Indeed, all those accused of playing a leading role in the uprisings were either executed or exiled to far away parts of the Empire (in breach of promises of amnesty to lure them to surrender). Furthermore, many villages were forced to relocate to the foothills or to inner Russia and their lands were confiscated and divided among Russian officials and local collaborators (Jersild 2000: 5–16). The fate of those exiled to inner Russia was the worst. A Russian official inspecting the new settlements in the spring of 1878 found most of them ‘exhausted by diseases and smitten by their misfortune and homesickness’. To leave them in the severe climate and unfamiliar conditions of life, he concluded, ‘means to doom them to a more or less prolonged agony’ (Ivanov 1941: 197–198). In view of the huge losses in life among the deportees, the Imperial authorities stopped any further resettlement and in 1883, as part of the general amnesty following the accession of Alexander III (r. 1883–1894), they were all allowed to return to their places of origin.

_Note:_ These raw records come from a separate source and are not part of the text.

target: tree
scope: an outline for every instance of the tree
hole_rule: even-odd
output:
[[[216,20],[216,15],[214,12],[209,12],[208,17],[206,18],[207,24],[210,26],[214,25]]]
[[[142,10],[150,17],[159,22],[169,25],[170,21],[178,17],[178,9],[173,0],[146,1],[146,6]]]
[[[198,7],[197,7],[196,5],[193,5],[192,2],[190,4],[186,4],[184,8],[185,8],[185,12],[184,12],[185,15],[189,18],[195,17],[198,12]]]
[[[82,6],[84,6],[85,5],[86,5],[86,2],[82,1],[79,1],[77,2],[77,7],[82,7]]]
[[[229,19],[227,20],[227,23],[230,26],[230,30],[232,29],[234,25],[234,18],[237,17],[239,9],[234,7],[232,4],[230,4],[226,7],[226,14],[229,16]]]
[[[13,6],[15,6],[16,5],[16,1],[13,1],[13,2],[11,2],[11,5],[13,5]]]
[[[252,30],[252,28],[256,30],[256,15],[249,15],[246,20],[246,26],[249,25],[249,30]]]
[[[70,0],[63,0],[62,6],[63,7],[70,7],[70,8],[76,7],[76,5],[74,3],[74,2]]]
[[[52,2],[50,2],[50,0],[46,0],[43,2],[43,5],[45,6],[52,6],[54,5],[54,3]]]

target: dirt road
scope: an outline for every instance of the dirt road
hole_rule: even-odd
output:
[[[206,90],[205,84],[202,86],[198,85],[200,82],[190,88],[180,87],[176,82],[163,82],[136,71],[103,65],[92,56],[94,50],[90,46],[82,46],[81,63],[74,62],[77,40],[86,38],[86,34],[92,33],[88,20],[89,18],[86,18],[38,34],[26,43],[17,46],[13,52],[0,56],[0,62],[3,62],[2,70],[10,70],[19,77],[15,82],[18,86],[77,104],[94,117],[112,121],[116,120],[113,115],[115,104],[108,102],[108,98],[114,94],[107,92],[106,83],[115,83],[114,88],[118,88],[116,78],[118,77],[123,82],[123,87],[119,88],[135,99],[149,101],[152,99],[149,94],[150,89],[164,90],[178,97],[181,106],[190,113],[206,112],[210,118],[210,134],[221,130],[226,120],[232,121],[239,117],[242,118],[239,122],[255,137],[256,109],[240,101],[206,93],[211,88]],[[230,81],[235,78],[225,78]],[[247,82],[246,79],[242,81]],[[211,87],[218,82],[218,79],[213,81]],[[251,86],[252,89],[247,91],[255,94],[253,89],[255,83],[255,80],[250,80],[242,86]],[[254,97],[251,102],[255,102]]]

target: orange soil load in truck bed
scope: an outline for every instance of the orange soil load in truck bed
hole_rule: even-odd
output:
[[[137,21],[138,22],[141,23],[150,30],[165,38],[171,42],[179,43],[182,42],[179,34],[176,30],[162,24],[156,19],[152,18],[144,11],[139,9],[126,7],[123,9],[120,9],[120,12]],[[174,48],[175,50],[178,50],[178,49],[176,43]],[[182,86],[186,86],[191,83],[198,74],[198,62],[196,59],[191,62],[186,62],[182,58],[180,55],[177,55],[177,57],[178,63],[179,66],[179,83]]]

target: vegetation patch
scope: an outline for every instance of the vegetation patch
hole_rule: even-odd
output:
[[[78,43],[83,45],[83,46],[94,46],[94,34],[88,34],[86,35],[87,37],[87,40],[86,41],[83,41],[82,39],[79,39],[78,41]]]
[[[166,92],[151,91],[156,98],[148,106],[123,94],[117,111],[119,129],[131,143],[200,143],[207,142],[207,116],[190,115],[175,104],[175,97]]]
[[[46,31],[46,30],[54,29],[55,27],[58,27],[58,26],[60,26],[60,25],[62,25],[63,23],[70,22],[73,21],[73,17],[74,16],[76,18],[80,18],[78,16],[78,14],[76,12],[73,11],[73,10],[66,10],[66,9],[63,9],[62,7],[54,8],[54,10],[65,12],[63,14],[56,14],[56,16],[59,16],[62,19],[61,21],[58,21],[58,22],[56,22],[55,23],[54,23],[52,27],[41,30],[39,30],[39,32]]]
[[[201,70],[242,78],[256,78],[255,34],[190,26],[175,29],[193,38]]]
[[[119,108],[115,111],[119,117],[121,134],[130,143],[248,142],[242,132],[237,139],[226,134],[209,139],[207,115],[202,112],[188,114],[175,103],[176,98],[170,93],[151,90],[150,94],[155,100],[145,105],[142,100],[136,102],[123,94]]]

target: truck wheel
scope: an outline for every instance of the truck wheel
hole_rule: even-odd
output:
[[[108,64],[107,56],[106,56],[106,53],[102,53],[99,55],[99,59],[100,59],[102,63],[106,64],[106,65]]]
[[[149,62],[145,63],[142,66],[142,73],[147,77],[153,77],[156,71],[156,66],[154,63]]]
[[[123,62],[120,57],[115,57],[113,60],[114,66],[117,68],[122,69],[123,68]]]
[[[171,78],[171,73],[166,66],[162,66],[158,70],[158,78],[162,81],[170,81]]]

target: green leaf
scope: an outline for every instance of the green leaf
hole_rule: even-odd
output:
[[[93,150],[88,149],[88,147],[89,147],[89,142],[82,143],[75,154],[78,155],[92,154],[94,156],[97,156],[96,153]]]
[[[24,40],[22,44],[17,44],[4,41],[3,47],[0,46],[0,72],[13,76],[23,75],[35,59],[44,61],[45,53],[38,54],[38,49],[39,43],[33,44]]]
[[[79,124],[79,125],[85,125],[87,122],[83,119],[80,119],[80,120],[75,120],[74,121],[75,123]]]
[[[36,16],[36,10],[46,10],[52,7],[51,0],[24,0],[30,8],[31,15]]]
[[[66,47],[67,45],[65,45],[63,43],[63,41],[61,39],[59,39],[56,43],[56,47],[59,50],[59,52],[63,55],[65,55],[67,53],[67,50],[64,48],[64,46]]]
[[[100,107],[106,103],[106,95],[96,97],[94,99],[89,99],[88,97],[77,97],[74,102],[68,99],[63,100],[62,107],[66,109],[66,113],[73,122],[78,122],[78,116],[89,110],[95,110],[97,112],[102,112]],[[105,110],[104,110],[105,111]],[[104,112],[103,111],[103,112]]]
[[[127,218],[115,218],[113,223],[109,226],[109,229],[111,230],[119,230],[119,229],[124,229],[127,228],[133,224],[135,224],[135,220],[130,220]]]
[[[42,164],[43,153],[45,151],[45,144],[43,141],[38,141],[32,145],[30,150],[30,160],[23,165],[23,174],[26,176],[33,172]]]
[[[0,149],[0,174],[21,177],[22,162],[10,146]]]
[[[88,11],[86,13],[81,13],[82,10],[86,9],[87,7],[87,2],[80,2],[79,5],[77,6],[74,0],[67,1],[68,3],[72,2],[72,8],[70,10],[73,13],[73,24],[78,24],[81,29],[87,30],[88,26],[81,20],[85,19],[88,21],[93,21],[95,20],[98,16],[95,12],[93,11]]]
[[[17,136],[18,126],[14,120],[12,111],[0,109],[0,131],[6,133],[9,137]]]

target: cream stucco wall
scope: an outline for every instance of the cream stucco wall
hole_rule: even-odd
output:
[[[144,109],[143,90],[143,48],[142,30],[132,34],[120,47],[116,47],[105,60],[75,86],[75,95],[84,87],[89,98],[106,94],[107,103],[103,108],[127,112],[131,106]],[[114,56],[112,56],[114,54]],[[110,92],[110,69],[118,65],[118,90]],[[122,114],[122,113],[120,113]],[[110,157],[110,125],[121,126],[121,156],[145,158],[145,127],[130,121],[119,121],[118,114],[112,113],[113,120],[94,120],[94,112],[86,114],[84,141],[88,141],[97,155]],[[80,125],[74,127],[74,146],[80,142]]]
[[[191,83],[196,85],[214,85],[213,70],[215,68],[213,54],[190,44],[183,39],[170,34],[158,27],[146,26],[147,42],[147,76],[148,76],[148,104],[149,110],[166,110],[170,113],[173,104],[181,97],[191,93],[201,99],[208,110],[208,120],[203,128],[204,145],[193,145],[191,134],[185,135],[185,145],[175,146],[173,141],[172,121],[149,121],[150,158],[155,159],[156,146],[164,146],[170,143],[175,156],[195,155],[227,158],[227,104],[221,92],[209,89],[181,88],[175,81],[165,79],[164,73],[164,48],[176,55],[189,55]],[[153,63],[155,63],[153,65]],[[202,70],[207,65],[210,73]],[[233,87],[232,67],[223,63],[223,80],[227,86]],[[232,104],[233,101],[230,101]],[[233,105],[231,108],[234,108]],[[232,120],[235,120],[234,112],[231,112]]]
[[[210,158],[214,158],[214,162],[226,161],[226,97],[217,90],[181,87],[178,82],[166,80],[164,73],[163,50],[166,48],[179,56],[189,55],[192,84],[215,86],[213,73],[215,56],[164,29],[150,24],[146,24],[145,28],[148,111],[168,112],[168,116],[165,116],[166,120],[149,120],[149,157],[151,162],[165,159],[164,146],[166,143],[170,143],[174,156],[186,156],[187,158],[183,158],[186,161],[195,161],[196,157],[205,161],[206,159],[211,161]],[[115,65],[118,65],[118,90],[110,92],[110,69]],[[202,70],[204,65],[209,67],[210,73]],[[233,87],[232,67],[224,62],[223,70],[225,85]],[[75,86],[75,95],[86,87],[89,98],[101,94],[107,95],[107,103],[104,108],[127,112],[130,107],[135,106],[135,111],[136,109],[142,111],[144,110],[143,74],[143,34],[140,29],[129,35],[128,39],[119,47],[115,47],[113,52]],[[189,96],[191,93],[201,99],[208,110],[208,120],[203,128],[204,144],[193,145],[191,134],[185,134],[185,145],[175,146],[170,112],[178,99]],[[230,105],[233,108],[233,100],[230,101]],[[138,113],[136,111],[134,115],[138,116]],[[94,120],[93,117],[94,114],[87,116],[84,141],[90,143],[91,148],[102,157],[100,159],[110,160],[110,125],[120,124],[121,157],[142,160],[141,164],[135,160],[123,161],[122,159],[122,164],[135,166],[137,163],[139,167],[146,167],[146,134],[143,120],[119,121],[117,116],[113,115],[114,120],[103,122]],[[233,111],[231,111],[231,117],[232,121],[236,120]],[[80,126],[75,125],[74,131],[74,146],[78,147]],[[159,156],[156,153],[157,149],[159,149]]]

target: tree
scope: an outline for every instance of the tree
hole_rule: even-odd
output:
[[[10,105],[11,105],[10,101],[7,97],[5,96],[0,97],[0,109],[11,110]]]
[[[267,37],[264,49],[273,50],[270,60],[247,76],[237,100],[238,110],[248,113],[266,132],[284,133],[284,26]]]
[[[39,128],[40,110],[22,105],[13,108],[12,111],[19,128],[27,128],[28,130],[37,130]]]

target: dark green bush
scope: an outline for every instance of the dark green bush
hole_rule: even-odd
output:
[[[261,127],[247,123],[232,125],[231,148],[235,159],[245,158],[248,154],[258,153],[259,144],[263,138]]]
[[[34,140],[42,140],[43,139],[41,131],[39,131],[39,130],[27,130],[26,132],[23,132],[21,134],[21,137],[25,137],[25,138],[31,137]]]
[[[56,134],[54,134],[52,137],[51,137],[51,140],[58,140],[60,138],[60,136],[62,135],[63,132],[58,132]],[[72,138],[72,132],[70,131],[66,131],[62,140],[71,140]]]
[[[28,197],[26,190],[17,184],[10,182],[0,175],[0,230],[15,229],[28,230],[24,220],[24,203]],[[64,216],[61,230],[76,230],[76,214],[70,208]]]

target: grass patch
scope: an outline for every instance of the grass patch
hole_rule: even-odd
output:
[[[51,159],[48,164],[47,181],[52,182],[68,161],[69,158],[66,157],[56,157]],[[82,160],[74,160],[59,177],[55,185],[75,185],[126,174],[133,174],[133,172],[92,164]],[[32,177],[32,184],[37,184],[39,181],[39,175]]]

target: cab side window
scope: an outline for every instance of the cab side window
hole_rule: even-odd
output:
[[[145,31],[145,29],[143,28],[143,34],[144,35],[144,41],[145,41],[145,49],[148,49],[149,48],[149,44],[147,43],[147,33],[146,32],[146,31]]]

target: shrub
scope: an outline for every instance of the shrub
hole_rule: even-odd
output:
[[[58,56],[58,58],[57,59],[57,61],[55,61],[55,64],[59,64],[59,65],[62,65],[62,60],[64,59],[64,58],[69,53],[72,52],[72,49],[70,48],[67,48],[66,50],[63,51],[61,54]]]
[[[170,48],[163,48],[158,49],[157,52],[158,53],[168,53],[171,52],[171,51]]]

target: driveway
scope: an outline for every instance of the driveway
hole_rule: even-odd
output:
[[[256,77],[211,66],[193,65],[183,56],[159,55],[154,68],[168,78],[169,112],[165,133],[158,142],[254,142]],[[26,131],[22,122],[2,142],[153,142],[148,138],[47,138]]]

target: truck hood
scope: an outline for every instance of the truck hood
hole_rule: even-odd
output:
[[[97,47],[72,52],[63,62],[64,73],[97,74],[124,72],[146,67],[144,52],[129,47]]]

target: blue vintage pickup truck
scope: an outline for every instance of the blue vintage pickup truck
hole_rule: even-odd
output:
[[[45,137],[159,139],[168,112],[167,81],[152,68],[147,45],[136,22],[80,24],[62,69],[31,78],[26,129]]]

No similar uprising occurred in the following forty years (1878–1918). This did not mean, however, that Imperial rule was firmly established or that the highlanders embraced it. By the turn of the century the Eastern Caucasus had become the ‘Wild South’ of the Russian Empire, where according to an English observer intimately familiar with the country, the ‘the leitmotif, so to speak, of existence’ was ‘the chord of triad’ – ‘brigands, rifles and revolvers’ (Baddeley 1940, II: 8). As a norm, this brigandage targeted usually ‘Russian’ persons, firms and banks and seldom touched locals. Furthermore, this abrechestvo as the Russians called it (after abrek – bandit of honour) aimed especially at government institutions and in many cases distributed at least part of the take among the needy locals. These abreks enjoyed great popularity among the populace who sheltered them, and some have even become national heroes, respected up to the present day (Gammer 2005: 104–117).3

The Russian authorities usually reacted in a similar manner – clamping down on the nearby communities, fining the population and sending their leaders to prison or into exile in inner Russia. The largest round up occurred in 1911, when the thirty most important religious leaders and their families were exiled to Kaluga, Astrakhan and Siberia. Although most of them were released in 1916, such treatment did not endear the Russian authorities with the highlanders.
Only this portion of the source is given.